10. Les exceptions aux règles métiers


En matière d’exception, UiPath a mis en place un type assez particulier nommé BusinessRuleException dont le lancement doit être prévu dans le code du robot. Cette fonctionnalité est très intéressante. Elle permet de profiter des avantages de la gestion d’erreurs RPA non plus seulement pour des exceptions techniques mais aussi pour des exceptions aux règles métier.

L’utilisation de ce type nécessite de définir des règles de pratique précises. En effet, il peut être tentant de l’utiliser pout toute interruption ou redirection de traitement. Une pratique fortement déconseillée. Au contraire, ce type permet d’inscrire dans le code une distinction claire entre les exceptions du processus (i.e. les cas non passants ou non nominaux) qui ont été intégrés au périmètre d’automatisation. Ainsi que les exceptions au processus qui ne font pas partie du périmètre d’automatisation (ou même qui ne devrait pas être traité par ce processus).
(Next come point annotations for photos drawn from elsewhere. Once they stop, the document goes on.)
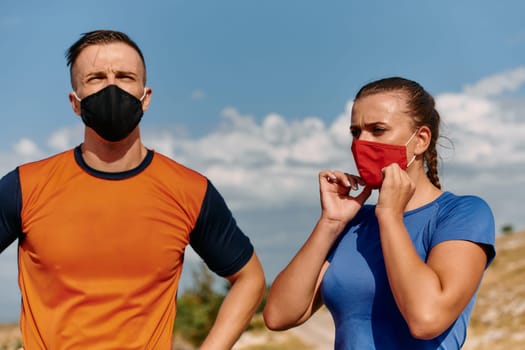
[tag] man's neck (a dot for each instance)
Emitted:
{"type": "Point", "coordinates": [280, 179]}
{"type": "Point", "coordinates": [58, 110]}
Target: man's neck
{"type": "Point", "coordinates": [115, 156]}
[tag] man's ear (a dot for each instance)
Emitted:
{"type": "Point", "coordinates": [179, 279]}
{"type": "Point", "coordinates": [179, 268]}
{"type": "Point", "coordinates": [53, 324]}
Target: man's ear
{"type": "Point", "coordinates": [423, 137]}
{"type": "Point", "coordinates": [75, 103]}
{"type": "Point", "coordinates": [147, 98]}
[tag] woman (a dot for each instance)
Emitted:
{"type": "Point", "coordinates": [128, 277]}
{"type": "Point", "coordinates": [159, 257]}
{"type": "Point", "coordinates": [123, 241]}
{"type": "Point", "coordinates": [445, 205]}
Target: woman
{"type": "Point", "coordinates": [403, 273]}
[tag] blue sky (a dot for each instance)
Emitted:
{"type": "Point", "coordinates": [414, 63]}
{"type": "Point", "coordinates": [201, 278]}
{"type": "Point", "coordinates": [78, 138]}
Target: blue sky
{"type": "Point", "coordinates": [254, 94]}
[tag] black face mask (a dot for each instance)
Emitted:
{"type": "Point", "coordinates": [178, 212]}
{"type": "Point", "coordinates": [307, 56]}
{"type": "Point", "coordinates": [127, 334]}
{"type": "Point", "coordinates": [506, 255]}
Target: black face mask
{"type": "Point", "coordinates": [112, 112]}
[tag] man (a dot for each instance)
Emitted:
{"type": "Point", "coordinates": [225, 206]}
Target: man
{"type": "Point", "coordinates": [102, 228]}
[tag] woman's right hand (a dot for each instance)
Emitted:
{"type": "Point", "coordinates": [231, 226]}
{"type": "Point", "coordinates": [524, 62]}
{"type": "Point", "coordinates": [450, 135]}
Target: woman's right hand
{"type": "Point", "coordinates": [337, 204]}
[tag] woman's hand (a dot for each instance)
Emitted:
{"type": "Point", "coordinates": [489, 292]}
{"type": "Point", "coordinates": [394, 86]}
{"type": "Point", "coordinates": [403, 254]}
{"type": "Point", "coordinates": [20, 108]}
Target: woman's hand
{"type": "Point", "coordinates": [396, 191]}
{"type": "Point", "coordinates": [336, 202]}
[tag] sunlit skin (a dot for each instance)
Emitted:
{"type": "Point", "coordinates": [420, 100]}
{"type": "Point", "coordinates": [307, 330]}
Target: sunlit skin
{"type": "Point", "coordinates": [96, 67]}
{"type": "Point", "coordinates": [445, 283]}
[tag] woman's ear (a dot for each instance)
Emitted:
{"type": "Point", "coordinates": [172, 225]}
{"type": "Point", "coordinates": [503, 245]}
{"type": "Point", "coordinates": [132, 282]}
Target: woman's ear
{"type": "Point", "coordinates": [423, 137]}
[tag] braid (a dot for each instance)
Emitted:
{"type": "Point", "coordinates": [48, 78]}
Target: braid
{"type": "Point", "coordinates": [431, 161]}
{"type": "Point", "coordinates": [421, 107]}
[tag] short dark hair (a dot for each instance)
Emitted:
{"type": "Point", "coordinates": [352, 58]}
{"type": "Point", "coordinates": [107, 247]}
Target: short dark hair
{"type": "Point", "coordinates": [98, 37]}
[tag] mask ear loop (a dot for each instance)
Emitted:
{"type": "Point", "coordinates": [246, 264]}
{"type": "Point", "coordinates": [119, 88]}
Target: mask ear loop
{"type": "Point", "coordinates": [406, 144]}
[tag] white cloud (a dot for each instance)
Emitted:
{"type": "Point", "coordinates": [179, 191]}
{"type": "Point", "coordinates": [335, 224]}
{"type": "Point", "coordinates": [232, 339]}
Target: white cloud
{"type": "Point", "coordinates": [27, 149]}
{"type": "Point", "coordinates": [65, 138]}
{"type": "Point", "coordinates": [267, 170]}
{"type": "Point", "coordinates": [486, 129]}
{"type": "Point", "coordinates": [498, 84]}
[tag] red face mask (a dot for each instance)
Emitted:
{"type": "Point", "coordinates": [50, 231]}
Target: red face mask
{"type": "Point", "coordinates": [371, 157]}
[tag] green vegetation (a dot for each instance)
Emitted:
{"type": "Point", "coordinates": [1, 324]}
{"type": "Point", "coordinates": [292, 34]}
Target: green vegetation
{"type": "Point", "coordinates": [197, 307]}
{"type": "Point", "coordinates": [506, 229]}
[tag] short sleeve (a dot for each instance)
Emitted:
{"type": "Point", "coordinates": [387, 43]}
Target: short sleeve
{"type": "Point", "coordinates": [217, 239]}
{"type": "Point", "coordinates": [466, 218]}
{"type": "Point", "coordinates": [10, 206]}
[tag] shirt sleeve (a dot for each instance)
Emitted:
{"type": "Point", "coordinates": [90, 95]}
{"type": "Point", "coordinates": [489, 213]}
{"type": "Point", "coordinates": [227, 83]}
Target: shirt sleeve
{"type": "Point", "coordinates": [217, 238]}
{"type": "Point", "coordinates": [10, 206]}
{"type": "Point", "coordinates": [467, 218]}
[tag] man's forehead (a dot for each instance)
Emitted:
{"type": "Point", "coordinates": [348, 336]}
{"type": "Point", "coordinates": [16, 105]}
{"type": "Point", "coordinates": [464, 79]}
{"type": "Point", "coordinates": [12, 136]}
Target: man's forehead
{"type": "Point", "coordinates": [115, 56]}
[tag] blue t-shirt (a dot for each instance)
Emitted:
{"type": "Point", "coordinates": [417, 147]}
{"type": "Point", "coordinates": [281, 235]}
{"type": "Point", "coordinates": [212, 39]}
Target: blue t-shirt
{"type": "Point", "coordinates": [355, 287]}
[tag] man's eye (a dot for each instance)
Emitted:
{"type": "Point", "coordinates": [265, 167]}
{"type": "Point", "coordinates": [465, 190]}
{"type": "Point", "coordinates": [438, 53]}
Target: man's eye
{"type": "Point", "coordinates": [126, 77]}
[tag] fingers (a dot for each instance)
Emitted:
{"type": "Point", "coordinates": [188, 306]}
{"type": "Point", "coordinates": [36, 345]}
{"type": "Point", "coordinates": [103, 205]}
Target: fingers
{"type": "Point", "coordinates": [341, 178]}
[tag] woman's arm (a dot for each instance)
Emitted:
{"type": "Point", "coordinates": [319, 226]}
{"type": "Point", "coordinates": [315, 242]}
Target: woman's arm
{"type": "Point", "coordinates": [294, 295]}
{"type": "Point", "coordinates": [432, 294]}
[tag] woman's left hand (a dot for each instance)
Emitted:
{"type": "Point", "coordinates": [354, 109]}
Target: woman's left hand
{"type": "Point", "coordinates": [396, 190]}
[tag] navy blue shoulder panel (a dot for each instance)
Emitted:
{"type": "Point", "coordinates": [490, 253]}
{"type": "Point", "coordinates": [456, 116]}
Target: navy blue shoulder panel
{"type": "Point", "coordinates": [217, 238]}
{"type": "Point", "coordinates": [10, 207]}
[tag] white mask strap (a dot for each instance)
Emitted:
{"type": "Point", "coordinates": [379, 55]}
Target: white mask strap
{"type": "Point", "coordinates": [411, 161]}
{"type": "Point", "coordinates": [411, 137]}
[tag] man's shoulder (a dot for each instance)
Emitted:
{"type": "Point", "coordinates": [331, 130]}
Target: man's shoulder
{"type": "Point", "coordinates": [46, 162]}
{"type": "Point", "coordinates": [175, 168]}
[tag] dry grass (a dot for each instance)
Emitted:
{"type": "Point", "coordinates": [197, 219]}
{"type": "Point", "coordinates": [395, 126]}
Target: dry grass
{"type": "Point", "coordinates": [498, 319]}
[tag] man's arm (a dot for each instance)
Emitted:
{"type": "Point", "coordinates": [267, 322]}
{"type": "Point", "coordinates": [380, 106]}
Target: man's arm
{"type": "Point", "coordinates": [241, 302]}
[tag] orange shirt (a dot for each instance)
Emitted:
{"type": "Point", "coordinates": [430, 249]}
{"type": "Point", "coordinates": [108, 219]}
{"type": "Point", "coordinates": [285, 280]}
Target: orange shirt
{"type": "Point", "coordinates": [101, 254]}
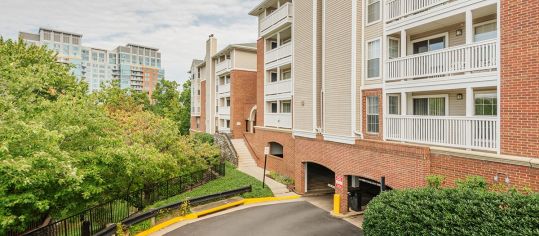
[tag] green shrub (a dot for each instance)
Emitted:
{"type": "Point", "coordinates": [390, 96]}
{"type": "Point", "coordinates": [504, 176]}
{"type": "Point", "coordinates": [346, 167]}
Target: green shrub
{"type": "Point", "coordinates": [460, 211]}
{"type": "Point", "coordinates": [203, 138]}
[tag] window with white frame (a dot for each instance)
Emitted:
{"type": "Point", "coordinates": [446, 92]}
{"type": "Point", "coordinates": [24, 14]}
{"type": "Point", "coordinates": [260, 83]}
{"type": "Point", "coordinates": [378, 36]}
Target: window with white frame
{"type": "Point", "coordinates": [486, 104]}
{"type": "Point", "coordinates": [394, 105]}
{"type": "Point", "coordinates": [393, 48]}
{"type": "Point", "coordinates": [286, 74]}
{"type": "Point", "coordinates": [373, 124]}
{"type": "Point", "coordinates": [286, 106]}
{"type": "Point", "coordinates": [272, 107]}
{"type": "Point", "coordinates": [373, 10]}
{"type": "Point", "coordinates": [486, 31]}
{"type": "Point", "coordinates": [429, 106]}
{"type": "Point", "coordinates": [373, 59]}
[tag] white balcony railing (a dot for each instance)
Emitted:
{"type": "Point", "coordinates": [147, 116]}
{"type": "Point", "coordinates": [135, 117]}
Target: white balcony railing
{"type": "Point", "coordinates": [466, 58]}
{"type": "Point", "coordinates": [280, 53]}
{"type": "Point", "coordinates": [224, 110]}
{"type": "Point", "coordinates": [276, 18]}
{"type": "Point", "coordinates": [278, 120]}
{"type": "Point", "coordinates": [223, 66]}
{"type": "Point", "coordinates": [396, 9]}
{"type": "Point", "coordinates": [479, 133]}
{"type": "Point", "coordinates": [283, 86]}
{"type": "Point", "coordinates": [225, 88]}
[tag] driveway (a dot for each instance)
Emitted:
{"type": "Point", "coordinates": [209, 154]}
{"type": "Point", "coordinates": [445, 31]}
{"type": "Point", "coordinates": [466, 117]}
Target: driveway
{"type": "Point", "coordinates": [295, 218]}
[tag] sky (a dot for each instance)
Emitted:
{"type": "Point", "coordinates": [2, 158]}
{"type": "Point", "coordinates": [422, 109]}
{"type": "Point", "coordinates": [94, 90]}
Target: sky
{"type": "Point", "coordinates": [179, 28]}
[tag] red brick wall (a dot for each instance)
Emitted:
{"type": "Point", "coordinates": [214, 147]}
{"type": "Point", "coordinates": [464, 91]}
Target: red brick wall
{"type": "Point", "coordinates": [260, 139]}
{"type": "Point", "coordinates": [454, 168]}
{"type": "Point", "coordinates": [243, 98]}
{"type": "Point", "coordinates": [202, 106]}
{"type": "Point", "coordinates": [520, 77]}
{"type": "Point", "coordinates": [260, 82]}
{"type": "Point", "coordinates": [368, 93]}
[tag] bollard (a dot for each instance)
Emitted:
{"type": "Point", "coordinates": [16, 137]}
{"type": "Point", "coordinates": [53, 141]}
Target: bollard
{"type": "Point", "coordinates": [336, 204]}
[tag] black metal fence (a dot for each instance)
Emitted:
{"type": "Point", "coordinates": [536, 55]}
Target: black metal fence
{"type": "Point", "coordinates": [99, 217]}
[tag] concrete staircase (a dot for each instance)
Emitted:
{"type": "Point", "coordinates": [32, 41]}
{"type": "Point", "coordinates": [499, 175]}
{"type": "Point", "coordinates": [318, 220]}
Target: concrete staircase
{"type": "Point", "coordinates": [247, 165]}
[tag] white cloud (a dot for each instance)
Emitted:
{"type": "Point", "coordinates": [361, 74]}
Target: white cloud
{"type": "Point", "coordinates": [178, 28]}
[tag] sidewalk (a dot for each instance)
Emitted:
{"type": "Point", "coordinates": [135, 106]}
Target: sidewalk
{"type": "Point", "coordinates": [247, 165]}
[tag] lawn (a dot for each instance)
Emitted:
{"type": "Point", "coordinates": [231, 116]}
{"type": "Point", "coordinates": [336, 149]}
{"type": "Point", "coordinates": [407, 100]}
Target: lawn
{"type": "Point", "coordinates": [233, 179]}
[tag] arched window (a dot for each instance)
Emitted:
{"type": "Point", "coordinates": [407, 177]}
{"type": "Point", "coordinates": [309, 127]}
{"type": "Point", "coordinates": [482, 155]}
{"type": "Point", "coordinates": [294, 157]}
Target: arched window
{"type": "Point", "coordinates": [276, 149]}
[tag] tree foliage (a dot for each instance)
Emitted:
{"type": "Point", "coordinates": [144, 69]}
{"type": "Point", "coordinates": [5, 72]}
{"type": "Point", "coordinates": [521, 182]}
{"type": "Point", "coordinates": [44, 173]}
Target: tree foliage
{"type": "Point", "coordinates": [469, 209]}
{"type": "Point", "coordinates": [63, 150]}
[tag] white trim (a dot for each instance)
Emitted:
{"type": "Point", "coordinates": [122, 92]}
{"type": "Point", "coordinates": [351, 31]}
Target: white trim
{"type": "Point", "coordinates": [354, 66]}
{"type": "Point", "coordinates": [445, 96]}
{"type": "Point", "coordinates": [367, 23]}
{"type": "Point", "coordinates": [304, 134]}
{"type": "Point", "coordinates": [340, 139]}
{"type": "Point", "coordinates": [366, 53]}
{"type": "Point", "coordinates": [315, 68]}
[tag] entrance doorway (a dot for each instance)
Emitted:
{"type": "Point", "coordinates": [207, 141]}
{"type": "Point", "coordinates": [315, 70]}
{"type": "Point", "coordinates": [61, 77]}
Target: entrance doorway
{"type": "Point", "coordinates": [362, 191]}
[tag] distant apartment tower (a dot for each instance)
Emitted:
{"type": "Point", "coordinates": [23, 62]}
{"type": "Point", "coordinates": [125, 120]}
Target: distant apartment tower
{"type": "Point", "coordinates": [136, 67]}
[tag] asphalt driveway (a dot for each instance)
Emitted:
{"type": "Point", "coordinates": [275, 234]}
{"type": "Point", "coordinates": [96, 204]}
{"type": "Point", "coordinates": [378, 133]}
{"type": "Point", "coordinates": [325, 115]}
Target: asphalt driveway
{"type": "Point", "coordinates": [295, 218]}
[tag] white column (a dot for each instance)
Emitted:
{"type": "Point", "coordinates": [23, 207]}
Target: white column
{"type": "Point", "coordinates": [470, 104]}
{"type": "Point", "coordinates": [404, 38]}
{"type": "Point", "coordinates": [469, 27]}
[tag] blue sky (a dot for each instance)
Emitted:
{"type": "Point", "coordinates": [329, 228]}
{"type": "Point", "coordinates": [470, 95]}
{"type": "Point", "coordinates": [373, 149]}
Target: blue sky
{"type": "Point", "coordinates": [178, 28]}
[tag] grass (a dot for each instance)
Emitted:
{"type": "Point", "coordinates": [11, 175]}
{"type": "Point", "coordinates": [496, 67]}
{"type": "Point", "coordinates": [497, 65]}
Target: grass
{"type": "Point", "coordinates": [233, 179]}
{"type": "Point", "coordinates": [281, 178]}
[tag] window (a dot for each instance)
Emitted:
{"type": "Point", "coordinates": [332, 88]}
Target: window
{"type": "Point", "coordinates": [394, 48]}
{"type": "Point", "coordinates": [372, 114]}
{"type": "Point", "coordinates": [428, 45]}
{"type": "Point", "coordinates": [432, 106]}
{"type": "Point", "coordinates": [286, 107]}
{"type": "Point", "coordinates": [273, 77]}
{"type": "Point", "coordinates": [373, 8]}
{"type": "Point", "coordinates": [486, 105]}
{"type": "Point", "coordinates": [272, 107]}
{"type": "Point", "coordinates": [394, 105]}
{"type": "Point", "coordinates": [373, 59]}
{"type": "Point", "coordinates": [286, 74]}
{"type": "Point", "coordinates": [486, 31]}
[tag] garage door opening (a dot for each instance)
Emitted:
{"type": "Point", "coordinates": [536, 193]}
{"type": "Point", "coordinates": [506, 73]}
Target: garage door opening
{"type": "Point", "coordinates": [362, 191]}
{"type": "Point", "coordinates": [319, 179]}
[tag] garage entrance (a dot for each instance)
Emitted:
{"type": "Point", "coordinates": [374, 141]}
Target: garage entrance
{"type": "Point", "coordinates": [318, 179]}
{"type": "Point", "coordinates": [362, 191]}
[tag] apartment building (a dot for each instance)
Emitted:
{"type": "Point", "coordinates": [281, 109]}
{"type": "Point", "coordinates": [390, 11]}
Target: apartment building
{"type": "Point", "coordinates": [136, 67]}
{"type": "Point", "coordinates": [387, 92]}
{"type": "Point", "coordinates": [226, 80]}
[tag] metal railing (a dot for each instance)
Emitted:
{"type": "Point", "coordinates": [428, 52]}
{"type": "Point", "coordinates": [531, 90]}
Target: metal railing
{"type": "Point", "coordinates": [95, 219]}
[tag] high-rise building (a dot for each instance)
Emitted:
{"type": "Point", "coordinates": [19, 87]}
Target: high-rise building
{"type": "Point", "coordinates": [386, 93]}
{"type": "Point", "coordinates": [136, 67]}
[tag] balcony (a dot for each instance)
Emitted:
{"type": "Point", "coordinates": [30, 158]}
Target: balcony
{"type": "Point", "coordinates": [476, 57]}
{"type": "Point", "coordinates": [224, 111]}
{"type": "Point", "coordinates": [279, 56]}
{"type": "Point", "coordinates": [278, 120]}
{"type": "Point", "coordinates": [276, 19]}
{"type": "Point", "coordinates": [399, 9]}
{"type": "Point", "coordinates": [477, 133]}
{"type": "Point", "coordinates": [279, 87]}
{"type": "Point", "coordinates": [224, 88]}
{"type": "Point", "coordinates": [223, 67]}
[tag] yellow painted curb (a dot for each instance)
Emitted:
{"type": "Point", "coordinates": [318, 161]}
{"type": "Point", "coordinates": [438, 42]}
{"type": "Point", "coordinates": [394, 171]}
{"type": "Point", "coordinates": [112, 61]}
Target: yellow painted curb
{"type": "Point", "coordinates": [213, 210]}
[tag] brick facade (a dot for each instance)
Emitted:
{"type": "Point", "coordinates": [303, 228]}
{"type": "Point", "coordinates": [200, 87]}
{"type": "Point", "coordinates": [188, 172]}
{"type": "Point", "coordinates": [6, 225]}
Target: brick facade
{"type": "Point", "coordinates": [243, 99]}
{"type": "Point", "coordinates": [519, 78]}
{"type": "Point", "coordinates": [260, 82]}
{"type": "Point", "coordinates": [368, 93]}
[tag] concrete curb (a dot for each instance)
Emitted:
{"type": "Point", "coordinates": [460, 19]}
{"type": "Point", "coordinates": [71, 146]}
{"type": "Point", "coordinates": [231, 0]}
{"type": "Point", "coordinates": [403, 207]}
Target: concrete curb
{"type": "Point", "coordinates": [200, 214]}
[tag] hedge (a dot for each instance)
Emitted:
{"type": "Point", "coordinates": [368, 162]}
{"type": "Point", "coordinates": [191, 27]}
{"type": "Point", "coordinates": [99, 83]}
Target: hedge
{"type": "Point", "coordinates": [433, 211]}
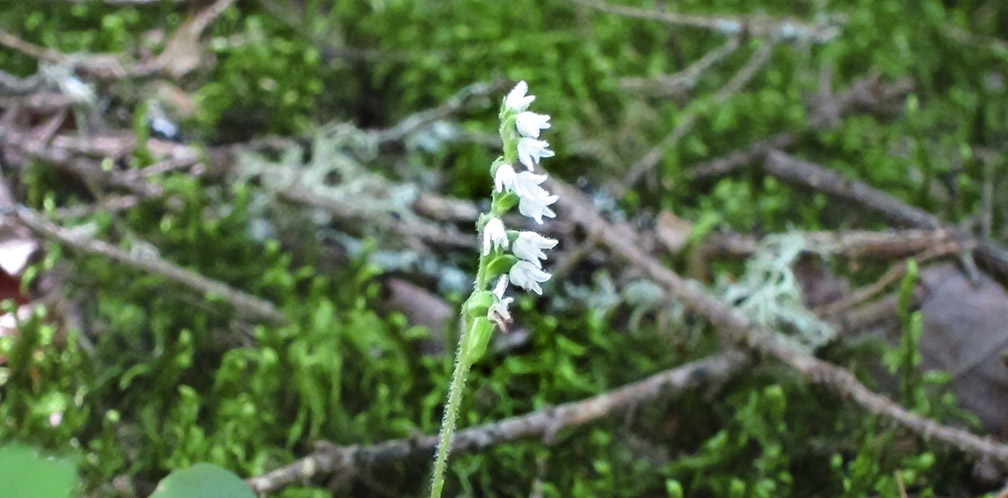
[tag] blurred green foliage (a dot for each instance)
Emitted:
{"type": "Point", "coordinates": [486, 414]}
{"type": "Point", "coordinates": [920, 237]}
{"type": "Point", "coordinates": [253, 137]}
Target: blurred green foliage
{"type": "Point", "coordinates": [169, 379]}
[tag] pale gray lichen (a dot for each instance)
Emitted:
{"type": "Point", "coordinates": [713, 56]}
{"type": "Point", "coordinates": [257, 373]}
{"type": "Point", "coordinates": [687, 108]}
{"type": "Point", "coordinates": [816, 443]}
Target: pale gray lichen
{"type": "Point", "coordinates": [770, 294]}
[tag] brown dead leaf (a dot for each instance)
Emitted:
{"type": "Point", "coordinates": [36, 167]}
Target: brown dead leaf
{"type": "Point", "coordinates": [966, 333]}
{"type": "Point", "coordinates": [672, 231]}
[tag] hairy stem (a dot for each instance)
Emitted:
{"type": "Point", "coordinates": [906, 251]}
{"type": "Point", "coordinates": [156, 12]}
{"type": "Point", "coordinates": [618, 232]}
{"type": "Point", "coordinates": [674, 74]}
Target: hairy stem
{"type": "Point", "coordinates": [462, 365]}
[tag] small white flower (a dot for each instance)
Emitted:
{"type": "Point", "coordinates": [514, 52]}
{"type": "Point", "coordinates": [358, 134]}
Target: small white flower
{"type": "Point", "coordinates": [516, 100]}
{"type": "Point", "coordinates": [494, 234]}
{"type": "Point", "coordinates": [500, 287]}
{"type": "Point", "coordinates": [498, 312]}
{"type": "Point", "coordinates": [504, 177]}
{"type": "Point", "coordinates": [530, 124]}
{"type": "Point", "coordinates": [526, 183]}
{"type": "Point", "coordinates": [529, 246]}
{"type": "Point", "coordinates": [527, 276]}
{"type": "Point", "coordinates": [535, 205]}
{"type": "Point", "coordinates": [530, 150]}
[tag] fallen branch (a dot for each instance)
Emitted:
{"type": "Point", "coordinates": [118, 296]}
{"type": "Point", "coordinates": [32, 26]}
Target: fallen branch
{"type": "Point", "coordinates": [453, 105]}
{"type": "Point", "coordinates": [545, 424]}
{"type": "Point", "coordinates": [209, 287]}
{"type": "Point", "coordinates": [679, 83]}
{"type": "Point", "coordinates": [826, 112]}
{"type": "Point", "coordinates": [753, 26]}
{"type": "Point", "coordinates": [741, 78]}
{"type": "Point", "coordinates": [736, 329]}
{"type": "Point", "coordinates": [889, 244]}
{"type": "Point", "coordinates": [819, 178]}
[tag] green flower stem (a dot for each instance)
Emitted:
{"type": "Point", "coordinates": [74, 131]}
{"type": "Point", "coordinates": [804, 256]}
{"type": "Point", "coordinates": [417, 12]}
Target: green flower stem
{"type": "Point", "coordinates": [451, 411]}
{"type": "Point", "coordinates": [465, 357]}
{"type": "Point", "coordinates": [476, 330]}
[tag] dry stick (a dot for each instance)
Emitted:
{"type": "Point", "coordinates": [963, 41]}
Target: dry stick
{"type": "Point", "coordinates": [679, 83]}
{"type": "Point", "coordinates": [242, 301]}
{"type": "Point", "coordinates": [426, 232]}
{"type": "Point", "coordinates": [741, 78]}
{"type": "Point", "coordinates": [853, 243]}
{"type": "Point", "coordinates": [757, 26]}
{"type": "Point", "coordinates": [868, 93]}
{"type": "Point", "coordinates": [453, 105]}
{"type": "Point", "coordinates": [796, 171]}
{"type": "Point", "coordinates": [737, 329]}
{"type": "Point", "coordinates": [862, 294]}
{"type": "Point", "coordinates": [545, 424]}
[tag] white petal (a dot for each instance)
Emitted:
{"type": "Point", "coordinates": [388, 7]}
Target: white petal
{"type": "Point", "coordinates": [526, 183]}
{"type": "Point", "coordinates": [530, 150]}
{"type": "Point", "coordinates": [516, 100]}
{"type": "Point", "coordinates": [530, 124]}
{"type": "Point", "coordinates": [498, 312]}
{"type": "Point", "coordinates": [504, 177]}
{"type": "Point", "coordinates": [494, 234]}
{"type": "Point", "coordinates": [527, 276]}
{"type": "Point", "coordinates": [529, 246]}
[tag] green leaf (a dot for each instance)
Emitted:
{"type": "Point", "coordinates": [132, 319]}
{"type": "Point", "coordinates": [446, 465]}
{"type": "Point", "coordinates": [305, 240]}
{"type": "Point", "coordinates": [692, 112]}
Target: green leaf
{"type": "Point", "coordinates": [203, 481]}
{"type": "Point", "coordinates": [26, 474]}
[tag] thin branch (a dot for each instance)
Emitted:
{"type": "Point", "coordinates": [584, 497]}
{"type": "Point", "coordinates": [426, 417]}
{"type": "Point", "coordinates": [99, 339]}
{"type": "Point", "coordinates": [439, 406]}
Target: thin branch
{"type": "Point", "coordinates": [209, 287]}
{"type": "Point", "coordinates": [679, 83]}
{"type": "Point", "coordinates": [853, 244]}
{"type": "Point", "coordinates": [736, 329]}
{"type": "Point", "coordinates": [819, 178]}
{"type": "Point", "coordinates": [453, 105]}
{"type": "Point", "coordinates": [891, 276]}
{"type": "Point", "coordinates": [826, 112]}
{"type": "Point", "coordinates": [741, 78]}
{"type": "Point", "coordinates": [757, 26]}
{"type": "Point", "coordinates": [544, 424]}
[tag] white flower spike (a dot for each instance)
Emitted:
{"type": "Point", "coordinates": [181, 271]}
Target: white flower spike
{"type": "Point", "coordinates": [536, 207]}
{"type": "Point", "coordinates": [516, 100]}
{"type": "Point", "coordinates": [498, 312]}
{"type": "Point", "coordinates": [504, 177]}
{"type": "Point", "coordinates": [530, 124]}
{"type": "Point", "coordinates": [530, 150]}
{"type": "Point", "coordinates": [526, 184]}
{"type": "Point", "coordinates": [529, 247]}
{"type": "Point", "coordinates": [527, 276]}
{"type": "Point", "coordinates": [494, 235]}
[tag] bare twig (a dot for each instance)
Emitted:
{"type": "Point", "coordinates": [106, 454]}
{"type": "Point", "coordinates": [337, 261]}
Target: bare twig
{"type": "Point", "coordinates": [209, 287]}
{"type": "Point", "coordinates": [892, 275]}
{"type": "Point", "coordinates": [757, 26]}
{"type": "Point", "coordinates": [414, 228]}
{"type": "Point", "coordinates": [545, 424]}
{"type": "Point", "coordinates": [453, 105]}
{"type": "Point", "coordinates": [868, 94]}
{"type": "Point", "coordinates": [679, 83]}
{"type": "Point", "coordinates": [809, 174]}
{"type": "Point", "coordinates": [741, 78]}
{"type": "Point", "coordinates": [853, 244]}
{"type": "Point", "coordinates": [737, 329]}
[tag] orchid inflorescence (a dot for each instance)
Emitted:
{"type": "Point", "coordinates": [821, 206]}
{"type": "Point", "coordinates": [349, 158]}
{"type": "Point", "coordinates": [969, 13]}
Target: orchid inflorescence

– – – – – – – – – – – — – – – – – – – – – – — – – – – – – – – – – –



Conclusion

Pour conclure, comme dit plus haut, ces 10 règles constituent une sorte b.a.-ba de la gestion d’erreurs RPA. Voyez-les comme les fondations à partir desquelles vous pourrez élaborer des bonnes pratiques et des modèles de gestion d’erreurs adaptés à vos besoins. Un tel travail peut représenter un investissement important. Cependant, le jeu en vaut largement la chandelle. En effet, c’est une étape indispensable pour construire des robots RPA fiables, notamment vis-à-vis des équipes métiers. Pour alléger la charge de maintenance d’une flotte de robots grandissante ; et pour aborder sereinement l’industrialisation et le déploiement à large échelle de vos automatisations.

Cerise sur le gâteau, c’est quand même assez satisfaisant pour un développeur de pouvoir dire que la source de l’erreur n’est pas dans son code lorsqu’on demande pourquoi le traitement n’a pas eu lieu.